The regulation, now set to be heard by the ARB in December, would require every diesel truck and bus operating in California today – which according to the ARB includes all “those transiting California roadways from other states and countries”– to be replaced or retrofitted. The proposed start date for this regulation would be 2010.
The news clip notes that the state has been working on the diesel rules for almost 10 years, but California diesel truck and bus owners are still in the dark about the new requirements, the actual cost to implement the rule and exactly how fleets will be impacted. The clip erroneously states that the rule has been postponed indefinitely, but it only compounds the confusing nature of the diesel regulation set to target almost 1 million trucks and buses used to transport goods and people on California’s roads, highways and farms.

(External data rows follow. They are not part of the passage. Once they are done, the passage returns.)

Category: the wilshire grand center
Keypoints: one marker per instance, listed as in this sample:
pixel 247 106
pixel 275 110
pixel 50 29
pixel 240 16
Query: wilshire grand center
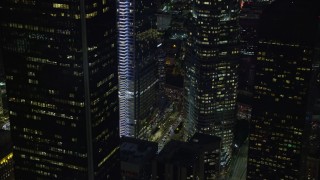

“My members are struggling to understand just how the $5 billion regulation will impact their truck fleets,” said Robert Ramorino, president of Road Star Trucking in Hayward and president of the California Trucking Association. “As we move forward I hope that the ARB will understand the tremendous confusion that small businesses are facing as they try to wade through these complicated compliance issues and work with the industries impacted to help clarify this rule.”
The story also demonstrates that many businesses are already investing in new cleaner fleets, but are unsure if these investments will ensure compliance.
“This is just the latest example of the confusion being caused by the multiple regulations being proposed by the Air Recourses Board,” said Mike Lewis, executive vice president of the Construction Industry Air Quality Coalition. “We look forward to working with the staff and the members of the ARB on an alternative that considers the cumulative effect of multiple regulations and the financial impacts of all these rules.”
The Driving Toward a Cleaner California Coalition has developed and presented ARB with an alternative proposal that would do the following:
- Allow for more flexible mileage exemptions for older model year vehicles meeting certain mileage thresholds. These vehicles would use an alternative compliance schedule while still realizing emission reductions.
- Encourage early incentive provisions for the purchase and use of new clean technology.
- Allow certain dedicated specialty use vehicles to remain in service on a revised emission compliance schedule.
- Require the ARB to factor in the cumulative effect of multiple regulations, to permit compliance on a schedule that considers the financial impacts of all rules rather than the schedule required by each rule.
- Require the ARB to investigate and address operational and other safety considerations of new retrofit technology.